A still more wonderful trip began in the early hours of August 5. Now fitted with a twelve-pounder gun on her deck, E11 set out again for the Sea of Marmara. After the previous affairs, the Turks were not to be taken unawares. As a preliminary, while motoring up against the current on the surface, E11 was greeted with shells and searchlight beams. Then she dived, but bumped a mine. She dived deeper still, to 110 feet, to avoid a treacherous net; but the net had been deepened to 220 feet. The submarine hit it. Here was a most serious obstacle, yet by sheer determination, weight and power, E11 burst her way through, so that off Ak Bashi she began another memorable chapter when she sighted and torpedoed a transport.


Next day brought a fresh difficulty, for an aeroplane spotted E11 and dropped bombs, though without result. Cruising about the Sea of Marmara, this submarine met Lieut.-Commander Boyle in the E14, and thereafter began such adventures as seem almost too fantastic for pure history.

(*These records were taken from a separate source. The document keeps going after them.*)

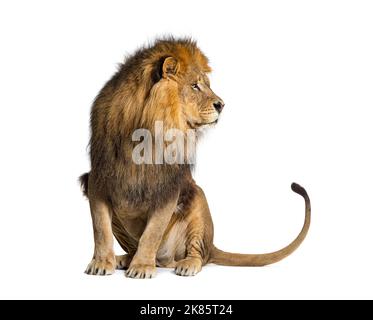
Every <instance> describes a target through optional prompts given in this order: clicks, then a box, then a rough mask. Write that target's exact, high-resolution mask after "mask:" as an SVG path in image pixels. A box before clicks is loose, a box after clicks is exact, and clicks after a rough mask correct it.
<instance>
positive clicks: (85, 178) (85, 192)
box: [79, 172, 89, 198]
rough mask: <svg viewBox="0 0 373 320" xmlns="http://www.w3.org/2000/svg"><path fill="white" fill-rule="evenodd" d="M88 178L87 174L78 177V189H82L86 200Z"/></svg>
mask: <svg viewBox="0 0 373 320" xmlns="http://www.w3.org/2000/svg"><path fill="white" fill-rule="evenodd" d="M88 178H89V173H88V172H87V173H84V174H82V175H81V176H80V177H79V183H80V187H81V188H82V191H83V194H84V195H85V196H86V197H87V198H88Z"/></svg>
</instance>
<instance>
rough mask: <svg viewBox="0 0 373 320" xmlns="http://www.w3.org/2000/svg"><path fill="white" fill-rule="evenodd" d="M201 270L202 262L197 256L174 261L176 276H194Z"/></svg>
mask: <svg viewBox="0 0 373 320" xmlns="http://www.w3.org/2000/svg"><path fill="white" fill-rule="evenodd" d="M201 270H202V262H201V260H200V259H197V258H186V259H183V260H180V261H178V262H177V263H176V267H175V273H176V274H177V275H178V276H184V277H190V276H195V275H196V274H197V273H198V272H200V271H201Z"/></svg>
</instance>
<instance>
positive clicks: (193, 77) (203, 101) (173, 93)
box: [142, 39, 224, 130]
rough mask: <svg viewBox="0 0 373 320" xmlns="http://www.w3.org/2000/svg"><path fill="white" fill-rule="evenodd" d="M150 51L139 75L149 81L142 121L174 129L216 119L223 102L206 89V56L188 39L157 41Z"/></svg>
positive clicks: (190, 127)
mask: <svg viewBox="0 0 373 320" xmlns="http://www.w3.org/2000/svg"><path fill="white" fill-rule="evenodd" d="M147 50H150V52H152V54H150V57H149V60H150V61H147V60H145V61H144V63H145V65H146V67H145V68H144V72H143V74H145V75H146V74H147V75H148V76H149V78H150V79H152V80H151V81H152V82H153V83H152V84H151V88H150V94H149V96H150V99H148V100H147V101H146V103H145V105H144V112H143V117H142V120H143V121H142V124H143V125H145V127H149V126H151V124H152V123H153V122H154V121H156V120H161V121H164V122H165V123H168V124H169V126H170V127H175V128H178V129H184V130H185V129H197V128H199V127H202V126H207V125H211V124H214V123H216V122H217V120H218V118H219V114H220V112H221V111H222V110H223V107H224V102H223V100H222V99H221V98H219V97H218V96H217V95H216V94H215V93H214V92H213V91H212V90H211V88H210V81H209V78H208V73H209V72H210V71H211V69H210V67H209V65H208V59H207V58H206V56H205V55H204V54H203V53H202V52H201V50H200V49H199V48H198V47H197V45H196V43H195V42H193V41H191V40H174V39H171V40H160V41H157V42H156V43H155V45H154V46H153V47H151V48H149V49H147Z"/></svg>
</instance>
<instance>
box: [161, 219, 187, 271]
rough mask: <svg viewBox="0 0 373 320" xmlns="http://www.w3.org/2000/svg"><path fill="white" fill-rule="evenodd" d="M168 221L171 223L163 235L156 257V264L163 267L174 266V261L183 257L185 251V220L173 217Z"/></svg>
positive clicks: (177, 259) (183, 256) (182, 258)
mask: <svg viewBox="0 0 373 320" xmlns="http://www.w3.org/2000/svg"><path fill="white" fill-rule="evenodd" d="M170 223H171V224H173V225H172V227H171V228H170V229H169V231H168V232H167V233H166V234H165V235H164V237H163V239H162V242H161V245H160V246H159V249H158V252H157V257H156V262H157V266H160V267H165V268H173V267H175V262H176V261H179V260H181V259H184V258H185V252H186V246H185V244H186V232H187V227H188V224H187V222H186V221H185V220H181V219H175V221H171V222H170Z"/></svg>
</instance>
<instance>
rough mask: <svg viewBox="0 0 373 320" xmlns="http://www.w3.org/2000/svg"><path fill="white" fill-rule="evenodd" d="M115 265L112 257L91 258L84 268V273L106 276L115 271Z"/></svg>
mask: <svg viewBox="0 0 373 320" xmlns="http://www.w3.org/2000/svg"><path fill="white" fill-rule="evenodd" d="M115 265H116V263H115V259H114V257H113V258H106V259H95V258H93V259H92V261H91V262H90V263H89V265H88V267H87V269H86V270H85V273H86V274H90V275H95V276H107V275H110V274H113V273H114V272H115Z"/></svg>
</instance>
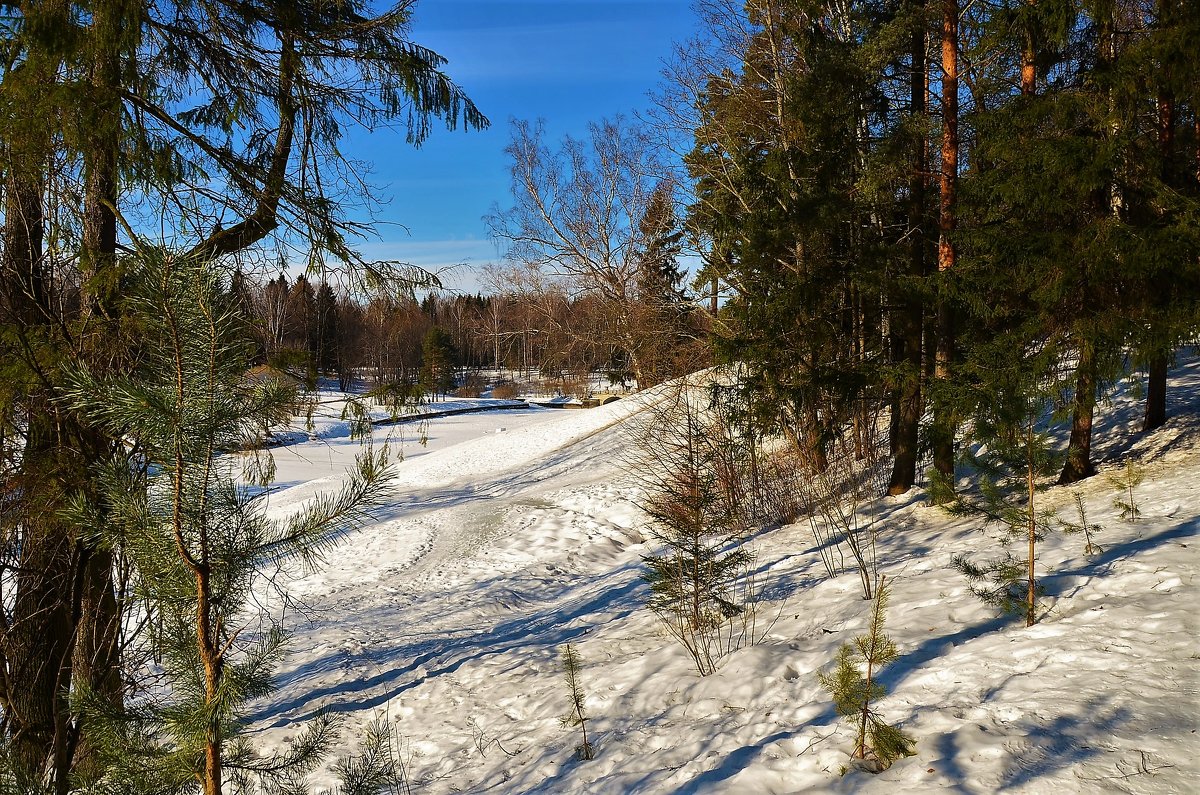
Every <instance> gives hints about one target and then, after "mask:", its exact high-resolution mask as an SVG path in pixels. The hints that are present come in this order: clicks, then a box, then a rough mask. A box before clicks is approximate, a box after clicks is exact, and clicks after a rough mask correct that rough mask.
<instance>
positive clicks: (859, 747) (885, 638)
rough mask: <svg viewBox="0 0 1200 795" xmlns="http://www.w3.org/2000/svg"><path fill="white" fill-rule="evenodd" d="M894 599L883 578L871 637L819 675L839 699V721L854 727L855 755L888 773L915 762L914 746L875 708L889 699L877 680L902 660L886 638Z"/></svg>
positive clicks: (884, 691) (886, 691)
mask: <svg viewBox="0 0 1200 795" xmlns="http://www.w3.org/2000/svg"><path fill="white" fill-rule="evenodd" d="M888 597H889V592H888V585H887V580H886V579H884V578H880V587H878V590H877V591H876V593H875V600H874V603H872V604H871V623H870V627H869V628H868V632H866V634H865V635H859V636H858V638H854V640H853V641H852V642H848V644H844V645H842V646H841V648H840V650H839V651H838V667H836V668H835V669H834V670H833V673H829V674H827V673H823V671H822V673H820V674H818V675H817V676H818V677H820V680H821V685H823V686H824V687H826V688H827V689H828V691H829V693H830V694H833V700H834V705H835V706H836V709H838V712H839V715H842V716H845V717H847V718H850V719H851V721H853V723H854V731H856V736H854V751H853V752H852V754H851V755H852V757H854V758H856V759H863V760H868V764H869V769H870V770H872V771H874V772H878V771H881V770H886V769H887V767H889V766H890V765H892V763H894V761H895V760H896V759H899V758H900V757H911V755H912V753H913V742H914V741H913V739H912V737H910V736H908V735H906V734H905V733H904V731H901V730H900V729H898V728H895V727H894V725H892V724H889V723H887V722H886V721H884V719H883V718H882V717H881V716H880V713H878V712H877V711H876V710H875V707H874V704H875V703H876V701H878V700H880V699H881V698H883V697H884V695H887V689H884V687H883V686H882V685H880V682H878V680H877V677H878V674H880V670H881V669H882V668H883V667H886V665H888V664H889V663H892V662H893V660H895V659H896V657H899V652H898V651H896V646H895V644H894V642H893V641H892V639H890V638H888V636H887V635H886V634H884V633H883V623H884V618H886V614H887V608H888Z"/></svg>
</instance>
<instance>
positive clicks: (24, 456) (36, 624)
mask: <svg viewBox="0 0 1200 795" xmlns="http://www.w3.org/2000/svg"><path fill="white" fill-rule="evenodd" d="M29 12H30V14H31V17H28V19H29V20H30V22H34V20H35V19H36V23H37V24H42V25H58V24H59V23H60V22H62V20H61V19H60V17H59V14H60V12H61V8H58V7H54V6H52V5H50V4H47V6H46V7H37V8H32V7H31V8H29ZM64 24H65V23H64ZM56 72H58V59H56V55H55V54H54V53H37V54H28V53H26V62H25V64H24V66H23V68H22V70H20V71H19V72H8V73H7V74H6V76H5V80H4V89H5V95H6V96H5V98H6V101H8V102H11V103H13V104H19V106H20V107H22V110H24V112H25V113H26V115H25V116H24V118H22V119H19V120H18V119H14V118H12V116H8V118H6V119H5V122H6V124H5V130H4V136H2V138H4V139H2V150H4V156H5V161H6V162H5V197H4V202H5V207H4V210H5V219H4V229H2V238H4V252H2V259H0V292H2V309H0V311H2V312H4V317H2V321H4V322H5V323H6V324H7V325H8V328H10V329H13V331H14V334H16V342H17V343H16V345H13V346H12V347H11V348H8V347H7V346H6V349H5V354H6V357H8V355H12V357H13V359H14V364H16V365H17V366H18V367H22V369H24V371H25V372H26V373H28V375H29V377H30V378H31V381H34V382H35V383H36V385H34V387H32V388H31V389H30V391H29V394H28V395H26V396H25V397H24V400H23V401H22V405H20V411H22V412H24V417H25V418H24V420H14V419H13V418H11V417H10V418H5V419H6V420H13V424H16V425H17V426H18V428H20V426H22V425H23V426H24V428H23V429H22V430H23V435H24V437H25V442H24V447H23V449H22V450H20V460H19V464H18V465H17V467H16V472H14V473H13V474H12V477H11V479H8V480H7V482H6V483H5V484H4V486H5V490H6V492H7V494H8V495H12V496H13V497H16V500H17V506H16V510H14V512H13V513H12V516H13V519H12V521H11V524H8V522H6V526H5V527H4V539H2V540H4V543H5V544H6V545H7V548H8V549H11V550H16V556H17V560H16V561H13V562H12V563H13V564H14V566H13V568H12V569H10V572H11V579H8V576H6V578H5V581H4V582H0V586H2V587H7V588H8V590H10V594H11V599H12V602H11V606H10V612H8V615H7V621H5V622H0V656H2V660H0V664H4V667H5V669H6V670H5V673H6V676H5V677H4V686H5V689H4V692H2V694H0V695H2V698H4V703H2V706H4V712H5V717H6V719H7V730H8V740H10V751H11V754H12V755H11V760H12V767H13V773H14V777H16V779H17V784H18V788H19V789H22V790H29V791H34V790H37V791H44V788H46V787H47V785H52V787H54V789H55V790H58V791H64V788H65V783H66V782H65V779H66V775H65V765H64V759H65V758H66V757H67V755H68V753H67V751H68V747H70V742H68V737H67V729H68V721H67V699H66V693H67V688H68V687H70V681H71V679H70V677H71V665H70V659H71V651H70V650H71V638H72V611H71V594H72V591H73V585H74V578H73V570H74V567H73V561H72V551H73V549H72V542H71V538H72V536H71V530H70V528H68V527H66V526H65V525H64V524H62V522H61V521H60V520H59V518H58V516H59V509H60V508H61V497H62V490H61V485H62V483H64V473H65V472H66V471H67V470H68V455H70V454H68V450H70V444H68V443H67V442H65V440H64V435H62V424H61V423H60V419H59V416H58V412H56V410H55V407H54V404H53V400H52V389H53V383H52V381H50V375H49V373H47V372H46V370H43V369H42V367H43V366H44V361H46V359H47V349H46V348H47V347H49V346H53V345H55V341H58V342H61V336H60V334H59V333H60V330H61V329H60V327H59V325H58V323H56V322H55V321H56V317H55V313H54V311H53V306H52V304H53V299H52V288H50V283H49V279H48V275H47V263H46V258H44V251H43V241H44V238H46V214H44V209H43V195H44V191H46V184H47V163H48V162H49V154H48V153H49V149H50V141H52V137H53V132H52V131H50V130H49V128H48V125H50V124H52V119H53V118H54V113H53V112H52V110H53V109H52V104H53V98H52V97H53V95H54V91H53V88H54V80H55V74H56ZM62 353H64V352H62V351H59V349H55V351H53V352H52V355H60V354H62ZM6 519H7V516H6ZM58 778H60V779H61V783H59V782H56V779H58Z"/></svg>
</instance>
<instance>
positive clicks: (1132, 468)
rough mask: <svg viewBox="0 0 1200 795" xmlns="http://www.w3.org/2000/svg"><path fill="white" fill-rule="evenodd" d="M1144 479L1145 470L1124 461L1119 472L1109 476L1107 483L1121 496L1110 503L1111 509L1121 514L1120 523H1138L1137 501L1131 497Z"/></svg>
mask: <svg viewBox="0 0 1200 795" xmlns="http://www.w3.org/2000/svg"><path fill="white" fill-rule="evenodd" d="M1145 477H1146V472H1145V470H1142V467H1140V466H1138V465H1136V464H1134V462H1133V461H1126V465H1124V467H1123V468H1122V470H1121V471H1120V472H1114V473H1111V474H1109V483H1111V484H1112V486H1114V488H1115V489H1118V490H1120V491H1121V496H1118V497H1116V498H1115V500H1114V501H1112V507H1114V508H1116V509H1117V510H1120V512H1121V521H1138V518H1139V516H1140V515H1141V510H1139V508H1138V501H1136V500H1134V497H1133V490H1134V489H1136V488H1138V486H1139V485H1141V482H1142V479H1144V478H1145Z"/></svg>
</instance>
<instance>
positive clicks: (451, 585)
mask: <svg viewBox="0 0 1200 795" xmlns="http://www.w3.org/2000/svg"><path fill="white" fill-rule="evenodd" d="M1171 388H1172V391H1171V393H1170V394H1171V400H1172V401H1174V402H1172V404H1171V406H1170V411H1171V414H1172V418H1171V419H1170V420H1169V423H1168V425H1166V426H1165V428H1163V429H1160V430H1159V431H1157V432H1154V434H1152V435H1146V436H1142V435H1139V434H1136V432H1133V430H1130V428H1132V426H1133V424H1134V423H1135V422H1136V399H1135V396H1134V395H1133V394H1132V393H1129V391H1128V390H1127V391H1124V393H1122V394H1120V395H1118V396H1117V397H1115V399H1114V401H1112V404H1111V406H1108V407H1106V408H1105V410H1104V411H1105V413H1104V417H1103V419H1102V422H1100V424H1099V426H1098V430H1097V438H1098V440H1102V441H1103V442H1102V444H1099V446H1098V448H1097V455H1098V459H1099V462H1100V465H1102V474H1100V476H1099V477H1094V478H1091V479H1088V480H1087V482H1085V483H1082V484H1078V485H1076V486H1075V488H1074V490H1075V491H1078V492H1080V494H1081V495H1082V497H1084V501H1085V504H1086V508H1087V514H1088V519H1090V521H1094V522H1099V524H1100V525H1103V530H1102V531H1100V532H1099V533H1098V534H1097V536H1096V537H1094V540H1096V542H1097V543H1098V544H1100V545H1102V548H1103V551H1102V552H1100V554H1097V555H1093V556H1087V555H1085V554H1084V539H1082V537H1076V536H1064V534H1061V533H1058V534H1054V536H1051V537H1050V538H1049V539H1048V540H1046V542H1045V544H1043V545H1042V546H1040V548H1039V552H1038V572H1039V575H1040V576H1042V581H1043V585H1044V586H1045V590H1046V596H1045V600H1044V606H1045V608H1046V609H1048V612H1046V615H1045V616H1044V617H1043V618H1042V620H1040V622H1039V623H1038V624H1036V626H1033V627H1030V628H1026V627H1024V626H1022V624H1021V623H1020V622H1014V621H1013V620H1007V618H998V617H997V616H996V615H995V612H994V611H992V610H991V609H990V608H986V606H985V605H983V604H982V603H979V602H978V600H977V599H976V598H974V597H973V596H972V594H971V593H970V592H968V590H967V585H966V582H965V580H964V579H962V576H961V575H960V574H959V573H958V572H955V570H954V569H953V568H952V567H950V558H952V556H954V555H955V554H958V552H962V551H976V550H979V551H985V550H995V549H998V548H997V546H996V544H995V543H994V542H992V540H990V539H991V538H992V537H994V536H995V532H994V531H991V530H986V528H982V527H980V526H979V524H978V520H972V519H955V518H950V516H948V515H946V514H944V513H943V512H941V510H938V509H936V508H929V507H926V506H925V504H924V503H923V501H922V498H920V497H922V495H920V494H919V492H918V491H913V492H910V494H908V495H905V496H902V497H883V498H880V500H878V501H877V502H876V503H874V504H871V506H868V507H866V508H865V509H866V510H870V512H872V513H874V514H878V515H880V521H881V522H882V526H883V527H884V530H883V531H882V533H881V538H880V550H878V555H880V561H881V572H882V573H883V574H886V575H887V576H888V578H889V579H890V580H892V582H893V593H892V606H890V610H889V614H888V633H889V634H890V635H892V638H893V639H894V640H895V642H896V644H898V646H899V650H900V658H899V660H896V662H895V663H893V664H892V665H890V667H889V668H888V669H886V670H884V671H883V674H882V681H883V683H884V685H886V686H887V687H888V689H889V695H888V697H886V698H884V699H883V700H882V701H881V703H880V705H878V709H880V711H881V712H882V715H883V716H884V717H886V718H888V719H889V721H894V722H899V723H900V724H901V728H904V730H905V731H907V733H908V734H910V735H911V736H913V737H916V740H917V746H916V749H917V754H916V755H914V757H911V758H907V759H901V760H899V761H898V763H896V764H895V765H893V766H892V767H890V769H889V770H887V771H884V772H882V773H878V775H871V773H869V772H864V771H859V770H853V769H852V766H851V765H850V759H848V752H850V751H851V747H852V745H853V737H852V733H851V729H850V728H848V727H847V725H845V724H844V722H841V721H840V719H839V718H838V716H836V715H835V712H834V710H833V705H832V703H830V700H829V697H828V694H827V693H826V692H824V691H823V688H822V687H821V685H820V683H818V681H817V676H816V673H817V671H818V670H821V669H824V668H828V667H830V665H832V663H833V660H834V657H835V654H836V650H838V647H839V646H840V645H841V644H842V642H846V641H848V640H850V639H851V638H852V636H853V635H854V634H857V633H859V632H862V630H863V628H864V627H865V626H866V618H868V603H865V602H864V600H863V599H862V594H860V590H859V582H858V576H857V574H856V573H854V572H853V570H846V572H844V573H841V574H840V575H839V576H836V578H834V579H829V578H827V576H826V575H824V572H823V568H822V566H821V562H820V560H818V558H817V555H816V552H815V551H814V543H812V538H811V534H810V532H809V530H808V525H806V524H804V522H802V524H797V525H791V526H786V527H780V528H776V530H770V531H766V532H762V533H760V534H757V536H756V537H755V538H754V539H752V542H751V544H752V548H754V550H755V554H756V556H757V557H756V566H757V576H758V578H760V579H761V581H763V582H764V584H766V586H767V593H768V594H769V596H770V597H772V599H773V600H772V602H770V603H768V604H767V605H766V606H764V608H762V610H761V612H760V620H761V621H762V623H763V624H764V626H767V627H768V630H767V633H766V636H764V638H763V640H762V642H760V644H757V645H752V646H748V647H744V648H742V650H739V651H737V652H734V653H732V654H730V656H728V657H727V658H725V660H724V662H722V664H721V668H720V669H719V670H718V673H716V674H714V675H712V676H708V677H698V676H696V675H695V673H694V671H692V669H691V664H690V662H689V659H688V658H686V654H685V653H684V652H683V650H682V648H680V647H678V646H677V645H676V642H674V641H673V640H672V639H671V638H670V636H667V635H666V634H665V632H664V630H662V629H661V628H660V626H659V624H658V623H656V620H655V617H654V616H653V614H650V612H649V611H648V610H647V609H646V608H644V602H646V596H647V587H646V585H644V584H643V582H642V581H641V579H640V575H641V573H642V570H643V564H642V560H641V557H642V556H643V555H647V554H650V552H652V551H654V548H653V546H652V545H649V544H648V543H647V533H646V530H647V528H646V519H644V518H643V515H642V514H641V512H640V510H638V508H637V504H636V503H637V495H638V492H637V483H636V478H635V477H634V476H632V474H631V473H630V472H628V471H626V466H625V464H624V460H625V459H624V458H623V452H624V450H625V448H626V447H628V444H629V441H628V438H626V436H625V435H624V434H625V432H626V431H625V429H626V428H628V422H626V420H628V419H629V418H630V417H631V416H635V414H637V413H640V412H641V411H643V410H644V407H646V405H647V404H648V402H650V401H653V400H654V399H655V397H654V394H653V393H650V394H642V395H638V396H634V397H629V399H625V400H620V401H617V402H614V404H610V405H606V406H602V407H599V408H592V410H578V411H562V410H538V408H518V410H506V411H499V412H485V413H472V414H461V416H455V417H444V418H438V419H430V420H426V422H425V423H424V426H422V428H421V430H416V429H415V428H414V426H412V425H402V426H390V428H385V426H380V428H377V429H376V444H377V446H378V444H382V443H388V444H390V446H391V447H392V449H394V450H395V453H396V454H397V455H396V458H401V454H402V460H401V461H400V462H398V464H397V465H396V476H395V483H394V488H395V492H394V496H392V497H391V498H390V500H389V502H388V504H386V507H385V508H384V509H383V510H382V512H380V514H379V516H378V520H377V521H376V522H374V524H372V525H370V526H367V527H364V528H362V530H360V531H358V532H356V533H354V534H353V536H352V537H349V538H348V539H346V540H344V543H343V544H342V545H341V546H340V548H337V549H336V550H335V551H334V552H332V554H331V555H330V560H329V562H328V566H325V567H324V568H323V569H322V570H319V572H316V573H310V574H302V575H296V576H295V578H294V579H293V580H292V581H290V582H289V584H288V590H289V592H290V594H292V597H293V598H294V599H295V600H296V602H298V603H300V604H302V605H304V610H302V615H298V614H295V612H289V614H288V623H289V628H290V629H292V632H293V642H292V646H290V650H292V653H290V654H289V656H288V658H287V659H286V662H284V664H283V665H282V667H281V669H280V671H278V689H277V692H276V693H275V694H272V695H271V697H269V698H266V699H264V700H262V701H259V703H257V704H256V705H254V711H253V715H252V716H251V719H252V724H253V727H254V731H256V735H257V740H258V741H259V742H260V743H262V745H265V746H271V745H275V743H278V742H282V741H283V740H284V739H286V737H287V736H290V735H292V734H294V733H295V731H296V730H298V729H299V727H300V725H301V724H302V723H304V722H305V721H306V719H308V718H311V717H312V716H313V715H314V713H316V712H317V711H318V710H326V711H330V712H334V713H338V715H342V716H343V717H346V718H347V723H348V731H347V733H346V736H347V743H348V749H349V747H350V746H352V745H353V737H354V736H355V735H356V734H361V730H362V728H364V727H366V725H367V724H368V723H371V722H373V721H385V722H388V723H389V724H391V725H392V729H394V731H395V735H396V737H397V746H396V752H395V753H396V757H397V759H398V761H401V763H403V766H404V771H406V773H407V775H408V777H409V782H410V784H412V791H414V793H431V794H442V793H542V794H551V793H554V794H558V793H618V794H623V793H695V794H700V793H762V794H773V793H780V794H781V793H881V794H887V795H900V794H902V793H913V794H916V793H942V791H947V793H967V794H974V793H997V791H1006V793H1007V791H1010V793H1153V794H1156V795H1157V794H1171V793H1181V794H1182V793H1195V791H1198V790H1200V764H1198V757H1200V739H1198V735H1196V728H1198V725H1196V724H1198V721H1196V716H1198V713H1200V709H1198V707H1200V674H1198V670H1200V668H1198V660H1200V644H1198V640H1196V639H1198V635H1200V632H1198V630H1200V626H1198V624H1200V621H1198V617H1196V616H1198V610H1196V608H1198V604H1196V591H1195V576H1196V570H1198V568H1200V561H1198V543H1196V539H1195V538H1194V537H1195V534H1196V531H1198V527H1200V520H1198V515H1200V495H1198V494H1196V489H1198V486H1196V484H1198V483H1200V361H1198V360H1195V359H1193V360H1189V361H1187V363H1186V364H1184V365H1183V366H1181V367H1180V369H1177V370H1176V371H1174V372H1172V376H1171ZM335 408H336V405H335V404H332V402H328V404H326V410H325V412H324V413H323V414H322V416H320V417H318V418H317V423H316V425H314V431H313V432H312V434H311V436H312V437H313V438H308V437H305V438H302V440H300V441H296V443H293V444H289V446H287V447H283V448H278V449H277V450H275V455H276V460H277V466H278V482H280V483H278V484H277V485H276V486H275V488H274V489H272V491H271V492H270V494H269V495H268V497H266V498H268V500H269V504H270V509H271V510H277V512H286V510H290V509H294V508H295V507H296V506H298V504H299V503H300V502H302V501H304V500H305V498H308V497H311V496H312V495H314V494H317V492H319V491H322V490H324V489H330V488H332V486H334V485H336V483H337V480H338V479H340V478H341V477H342V476H341V473H342V472H343V471H344V470H346V467H347V466H348V464H349V462H350V461H352V460H353V454H354V452H355V450H356V449H358V443H356V442H352V441H350V440H349V438H348V437H347V434H346V432H343V431H344V428H343V425H341V424H340V420H337V419H336V416H337V414H336V411H334V410H335ZM422 435H424V437H425V444H424V446H422V444H421V443H420V438H421V436H422ZM1129 455H1132V456H1141V459H1142V460H1145V461H1146V462H1147V465H1146V479H1145V482H1144V483H1142V484H1141V485H1140V486H1139V488H1138V490H1136V492H1135V496H1136V498H1138V502H1139V506H1140V508H1141V510H1142V518H1141V519H1140V520H1139V521H1138V522H1126V521H1121V519H1120V514H1118V512H1117V509H1115V508H1114V507H1112V498H1114V497H1115V496H1117V494H1116V490H1115V488H1114V486H1112V485H1111V484H1109V483H1108V480H1106V479H1105V477H1104V472H1108V471H1115V470H1117V468H1118V467H1120V465H1121V461H1122V460H1123V459H1124V458H1126V456H1129ZM1044 500H1046V504H1052V506H1054V507H1055V508H1056V509H1057V510H1058V512H1060V514H1061V515H1063V516H1066V518H1074V497H1073V495H1072V490H1070V489H1052V490H1050V491H1048V492H1046V494H1045V496H1044ZM566 642H571V644H574V645H575V647H576V650H577V651H578V653H580V656H581V657H582V658H583V669H582V674H581V683H582V686H583V688H584V692H586V693H587V707H588V711H589V715H590V721H589V723H588V734H589V740H590V741H592V742H593V746H594V747H595V749H596V759H595V760H592V761H580V760H577V759H576V758H575V755H574V748H575V746H576V745H577V743H578V741H580V740H578V730H577V729H570V728H565V727H564V725H563V723H562V722H560V721H559V718H560V717H562V716H563V715H565V712H566V710H568V707H569V701H568V694H566V691H565V686H564V685H563V675H562V667H560V663H559V652H560V648H562V646H563V645H564V644H566Z"/></svg>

After sighting Turkish troops on the march, shelling them, and torpedoing a gunboat, Nasmith once more found himself in the presence of the battleship Barbarossa. Again the battleship was being escorted by destroyers, but on this day - August 8 - her fate had to be decided. Her 11-in shells must never again be fired. A well-directed torpedo came from E11’s tube, and the battleship sank.


Life and Death Contrast


So the days went on with variations. Once Nasmith shelled some more troops marching along the Gallipoli road; this time the enemy replied with field-guns. Presently E11 occupied herself burning a dozen small sailing-craft, torpedoing a large steamer off Constantinople, one of the few remaining on the Sea of Marmara, and bombarding Mudania railway station. She was doing all she could to prevent the Turkish Army from being replenished.


The most picturesque and exciting incident had still to follow. In the north-eastern end of the Sea of Marmara lies the Gulf of Ismid, where the Berlin-Baghdad railway ran parallel with the shore. Commander Nasmith now approached the railway, with a view to cutting this line, fie arrived abreast of the viaduct, and with his gun shelled the bridge, but the enemy replied and the submarine withdrew. Lieut. Guy D’Oyly-Hughes, second-in-command, pluckily volunteered to swim ashore with a charge of gun-cotton and blow up the viaduct.


Having made a raft, on which were placed a 16-lb tin of gun-cotton, an electric torch, his revolver and bayonet for self-defence, Lieut. D’Oyly-Hughes left the submarine and swam shorewards pushing the raft ahead of him. It was 2 a.m. on August 21.


AN EARLY TYPE OF SUBMARINE





AN EARLY TYPE OF SUBMARINE. The first vessels had one propeller and little reserve of power. Every dive below the surface risked the lives of the crew. The safety limit of diving for vessels at the beginning of the war of 1914-18 was about 100 feet.







At a small culvert he laid his charge and fired it. He wasted no time in sprinting away down the line. Hearing the violent explosion, he knew that his mission had been fulfilled. Next came, also, the sound of Turkish pickets pursuing him. The young naval officer fired his revolver; the pickets replied with their rifles. A first-class race now began and continued for a mile - a life and death contest. At last, turning off, D’Oyly-Hughes rushed to the beach, plunged into the sea, blew his whistle as the prearranged signal, waited, whistled again, and having seen nothing of the submarine swam back to the shore. What could have happened to the E11?


Had she been trapped? D’Oyly-Hughes landed, rested, threw aside his weapons and his electric torch. Day was now dawning, and the pickets would soon discover him. Again he took to the water, the pickets shouted at him and fired. He was now feeling a sense of disappointment and was very tired. His eyes saw in the half light three strange boats approaching. Was the enemy hemming him in from land and sea?


No, this was not the first time that the upperworks of a submarine had been taken for three vague objects. It was E11 coming round a point of and. D’Oyly-Hughes swam towards her. He was hauled aboard almost exhausted. Thus was his escape made perfect at the end of a most gallant episode, and the submarine once more returned to her base.